I did my best not to buy souvenirs as I traveled. It wasn’t because I didn’t want them, it was because I didn’t have space. I had a single backpack; my life fit under an airplane seat.
Instead of souvenirs I bought patches. I bought one for each group I joined, each event I’ve been a part of, and every country I’ve visited. The patches were much smaller, much cheaper, and much more fun than trinkets.
As I went, I sewed my patches on my backpack. It began as forest green but quickly turned colorful. After six months of being colorful, additional patches made it tacky.
After a year of being tacky, the backpack became full-blown cliché. I stuck out at airports and got awed questions from strangers and occasional rolled eyes from fellow backpackers. As I went, I sewed on more and more.
My new backpack was now covered in patches — the flag of Greece here, a World Cup emblem there.

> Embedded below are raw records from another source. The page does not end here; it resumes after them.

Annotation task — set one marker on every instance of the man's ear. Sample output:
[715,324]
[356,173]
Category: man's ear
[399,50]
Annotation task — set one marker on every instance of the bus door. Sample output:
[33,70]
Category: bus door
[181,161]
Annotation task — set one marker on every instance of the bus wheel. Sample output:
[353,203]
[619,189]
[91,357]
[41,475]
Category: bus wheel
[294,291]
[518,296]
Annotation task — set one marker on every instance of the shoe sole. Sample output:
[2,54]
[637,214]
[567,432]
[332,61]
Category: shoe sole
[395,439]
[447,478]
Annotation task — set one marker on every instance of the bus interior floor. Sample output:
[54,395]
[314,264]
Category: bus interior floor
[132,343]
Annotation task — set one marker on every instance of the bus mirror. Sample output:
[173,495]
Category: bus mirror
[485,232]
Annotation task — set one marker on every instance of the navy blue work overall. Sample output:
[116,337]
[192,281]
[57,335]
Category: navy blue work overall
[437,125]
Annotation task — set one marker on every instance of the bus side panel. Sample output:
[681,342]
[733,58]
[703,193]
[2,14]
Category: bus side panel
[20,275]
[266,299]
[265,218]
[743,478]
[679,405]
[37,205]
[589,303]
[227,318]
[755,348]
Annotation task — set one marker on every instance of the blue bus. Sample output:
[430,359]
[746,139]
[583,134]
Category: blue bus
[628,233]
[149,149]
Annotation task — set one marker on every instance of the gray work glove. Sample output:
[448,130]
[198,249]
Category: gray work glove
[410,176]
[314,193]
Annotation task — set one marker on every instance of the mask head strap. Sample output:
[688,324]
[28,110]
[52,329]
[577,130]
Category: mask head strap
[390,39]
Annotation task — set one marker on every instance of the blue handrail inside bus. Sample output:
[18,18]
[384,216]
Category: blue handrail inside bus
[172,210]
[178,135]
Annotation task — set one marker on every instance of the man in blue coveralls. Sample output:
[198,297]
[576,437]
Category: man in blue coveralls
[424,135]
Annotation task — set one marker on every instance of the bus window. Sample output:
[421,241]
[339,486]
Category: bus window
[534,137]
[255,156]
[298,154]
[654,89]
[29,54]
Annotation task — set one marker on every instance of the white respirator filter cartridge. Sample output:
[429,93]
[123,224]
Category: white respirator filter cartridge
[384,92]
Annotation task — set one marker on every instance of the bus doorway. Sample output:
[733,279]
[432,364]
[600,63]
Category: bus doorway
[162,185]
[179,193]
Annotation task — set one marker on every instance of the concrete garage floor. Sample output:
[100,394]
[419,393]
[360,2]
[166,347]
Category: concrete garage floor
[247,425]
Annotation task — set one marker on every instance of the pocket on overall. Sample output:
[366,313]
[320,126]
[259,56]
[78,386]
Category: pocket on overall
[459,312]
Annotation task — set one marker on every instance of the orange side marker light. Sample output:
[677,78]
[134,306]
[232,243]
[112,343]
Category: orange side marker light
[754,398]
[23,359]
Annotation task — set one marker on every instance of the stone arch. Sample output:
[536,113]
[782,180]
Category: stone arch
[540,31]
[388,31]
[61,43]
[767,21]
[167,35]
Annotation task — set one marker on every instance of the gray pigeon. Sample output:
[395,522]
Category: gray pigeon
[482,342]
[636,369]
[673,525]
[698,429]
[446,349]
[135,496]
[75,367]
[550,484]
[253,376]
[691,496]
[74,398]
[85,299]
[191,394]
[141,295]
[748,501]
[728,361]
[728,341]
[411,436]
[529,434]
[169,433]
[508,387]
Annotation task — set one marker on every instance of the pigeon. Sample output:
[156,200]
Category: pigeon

It looks tacky, but the patches aren’t for showing off— they are for remembering. When I see the Mozambican flag I don’t think “I went to Mozambique,” I think about hitchhiking through the lush rain forest, fighting off muggers in broad daylight, and arguing with corrupt police officers, all done in a language I barely understood. The HOPE patch instantly brings me back to spending a morning doing a homeless outreach and a night patrolling San Diego with a group of Real Life Superheroes. Each patch has a story, some good, some bad.
Each is a memory, a two by three inch story of not where I’ve been, but what I’ve done. I wouldn’t trade any of them for a t-shirt or trinket.